Schwerpunkt: Stressbewältigung für Pferdeseelen

Mit Schreckhaftigkeit, Depression und Aggression bei Pferden umgehen

 

In der Ruhe liegt die größte Kraft.

Konfuzius

Pferde sind Fluchttiere und Säugetiere. Dieser Umstand macht sie ähnlich prädestiniert dafür wie uns, Stress aufzubauen. Wichtig ist, dass die vom Nervensystem aufgenommen Stressreize, auch wieder abgegeben werden, damit die vom Körper zur Verfügung gestellte biochemische Energie für Flucht (oder beim Pferd auch notfalls Angriff) wieder abgebaut werden kann.* Geschieht das nicht und das Pferd wird in seiner Entspannungsreaktion gestört (oder wurde in der Vergangenheit dabei gestört zum Beispiel durch Ungeduld, hartes Strafen oder traumatische Erlebnisse), reichert sich immer mehr Stress im Nervensystem an. Die Folge sind übermäßige Schreckhaftigkeit, Aggression, Resignation und andere Verhaltensauffälligkeiten.

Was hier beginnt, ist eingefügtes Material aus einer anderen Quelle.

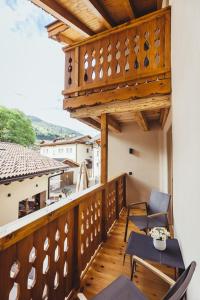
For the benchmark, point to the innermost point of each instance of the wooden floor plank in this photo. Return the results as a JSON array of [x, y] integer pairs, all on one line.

Ich kann euch zeigen, wie ihr bei eurem Pferd an die unterbrochenen Entspannungsreaktionen anknüpfen könnt und worauf ihr dahingehend in Zukunft achten müsst.

Mit diesem erprobten Wissen kann ich euch unterstützen

Traumatherapie beim Pferd – Wie das Nervensystems eines Säugetiers funktioniert und man Stress wieder abbauen kann

Trigger-Auslöser finden – neue Verhaltensmuster fördern

Verfeinerung der eigenen Körpersprache und Imagination – sanft und klar kommunizieren

Verhalten und Körpersprache der Pferde – erkennen, deuten und interagieren

Sicherheit im Umgang mit Pferden – Vertrauen stärken, Grenzen setzen, Gefahren erkennen

Wir benötigen dafür:

Eine ruhige, entspannte Umgebung, in der das Pferd nicht vielen zusätzlichen Reizen oder anderen Pferden ausgesetzt ist und in der es sich wohlfühlt. Geeignet ist eine sanfte Zäumung auf der Nase, ein langer Führstrick und eine lange Gerte oder Karottenstecken um einen Sicherheitsabstand halten zu können.

* Den theoretischen Hintergrund dazu liefern wissenschaftliche Ergebnisse und Methoden der Traumatherapie für Menschen, die ich auf Pferde umgelegt habe und seither erfolgreich anwende. Wer nachlesen will, dem kann ich daher nur Bücher aus der humanen Traumatherapie zum Beispiel von Peter a. Levine empfehlen.